Questo umanitarismo, è forse l’esempio che meglio rende l’essenza della poesia di Sarajlic. Una poesia semplice nella forma e profondissima nei contenuti, in quanto sceglie di sbarazzarsi di tutti gli orpelli astratti e delle elucubrazioni, cerebrali e intimistiche, che caratterizzano, di contro, i poeti borghesi, annoiati dalla vita e che mai hanno dovuto sperimentare sulla loro pelle la sofferenza vera, la perdita, il dolore dell’esilio e della persecuzione.
Per rendere meno straziante il presente, Sarajlic e il suo gruppo di amici, rimasti come lui a Sarajevo, cercavano di nutrire la popolazione con il pane della speranza dei versi. I n quanto poeti, infatti, anche se destinati a soccombere, si ostinavano a lottare con le loro armi, fatte di parole, contro al mostro della pulizia etnica. Un mostro che ha fatto strage d’interi villaggi, di donne, bambini e civili, in una guerra cruenta, di tutti contro tutti. E mentre le granate esplodevano e le mine antiuomo mutilavano gli innocenti, mentre le armi all’uranio impoverito facevano ammalare quei giovani militari chiamati a immolarsi per la patria, Sarajlic rischiava la propria vita, accompagnando gli amici poeti, trinciati dai cecchini, al cimitero, dove di notte si scavavano le fosse.
Intellettuale e umanista, autore di liriche che sono un inno alla pace nella misura in cui denunciano l’assurdità della guerra, Sarajlic canta la fragilità umana e le cose semplici nelle quali si annida la bellezza.
Sono gli eventi apparentemente scontati -che si fanno cose rarissime laddove la violenza diventa la normalità-, come amare, uscire con gli amici sedendosi al tavolo di un bar, i protagonisti dei versi dell’autore, nelle cui liriche si coglie la tensione dolorosa dell’impossibilità di pianificare il futuro, a cui sono condannati tutti coloro che hanno sperimentato un conflitto.
Persino quando la guerra si conclude, il senso di precarietà e l’incertezza del domani non lasciano la possibilità all’aria nuova di entrare.

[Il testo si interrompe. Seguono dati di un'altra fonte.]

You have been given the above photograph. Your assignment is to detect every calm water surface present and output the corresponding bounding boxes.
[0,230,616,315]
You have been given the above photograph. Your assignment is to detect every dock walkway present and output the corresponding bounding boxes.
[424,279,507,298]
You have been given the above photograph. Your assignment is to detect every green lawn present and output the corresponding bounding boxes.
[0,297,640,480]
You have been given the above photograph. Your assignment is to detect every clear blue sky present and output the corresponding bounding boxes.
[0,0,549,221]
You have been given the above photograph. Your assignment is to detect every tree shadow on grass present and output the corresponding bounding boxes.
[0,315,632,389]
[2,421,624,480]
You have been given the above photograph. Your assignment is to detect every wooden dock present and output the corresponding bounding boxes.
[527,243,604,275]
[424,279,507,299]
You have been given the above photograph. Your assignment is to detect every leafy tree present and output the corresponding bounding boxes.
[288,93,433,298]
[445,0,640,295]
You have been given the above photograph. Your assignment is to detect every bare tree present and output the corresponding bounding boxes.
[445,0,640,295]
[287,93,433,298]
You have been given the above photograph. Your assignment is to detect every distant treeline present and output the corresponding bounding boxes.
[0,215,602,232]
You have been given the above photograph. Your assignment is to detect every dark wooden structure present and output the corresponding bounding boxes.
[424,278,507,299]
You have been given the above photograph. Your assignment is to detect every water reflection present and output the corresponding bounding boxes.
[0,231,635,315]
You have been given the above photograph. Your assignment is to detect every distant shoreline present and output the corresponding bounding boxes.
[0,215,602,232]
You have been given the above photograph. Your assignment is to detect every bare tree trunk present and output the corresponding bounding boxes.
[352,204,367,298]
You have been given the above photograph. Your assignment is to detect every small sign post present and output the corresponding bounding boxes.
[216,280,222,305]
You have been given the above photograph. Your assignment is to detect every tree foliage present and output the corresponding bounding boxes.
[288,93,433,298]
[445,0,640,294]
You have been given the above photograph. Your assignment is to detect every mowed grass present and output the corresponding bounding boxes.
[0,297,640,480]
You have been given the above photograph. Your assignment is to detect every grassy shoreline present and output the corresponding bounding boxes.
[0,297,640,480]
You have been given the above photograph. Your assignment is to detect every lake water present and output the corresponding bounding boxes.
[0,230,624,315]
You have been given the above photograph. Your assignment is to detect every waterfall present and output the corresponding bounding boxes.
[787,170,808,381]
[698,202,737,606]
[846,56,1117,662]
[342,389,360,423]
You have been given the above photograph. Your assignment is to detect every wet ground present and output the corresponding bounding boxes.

Così, nel testo “Ultimo tango a Sarajevo” (1994), scritto durante il dilagare della pulizia etnica, l’autore condensa l’intera sua poetica, mettendo in scena, con un’ironia tipicamente balcanica, il ballo con la sua amata. Un ballo che forse sarà l’ultimo, poiché la guerra giunge a rompere quell’idillio di normalità dato dalla leggerezza del Tango. I due amanti danzano quello che forse sarà il loro ultimo ballo… Anche la loro magnifica vita, fatta di sogni, speranze e desideri, è ormai trascorsa:
«La Sarajevo degli amanti non si arrende.
Sul tavolo l’invito per il matinè di danza allo Sloga.
Naturalmente ci andiamo!
I miei pantaloni sono un po’ logori,
e la tua gonna non è proprio da Via Veneto.
Ma noi non siamo a Roma,
noi siamo in guerra.
…
Mia cara, è passata anche la nostra magnifica vita.
Piangi, piangi pure, non siamo in Via Veneto,
e forse questo è il nostro ultimo ballo.»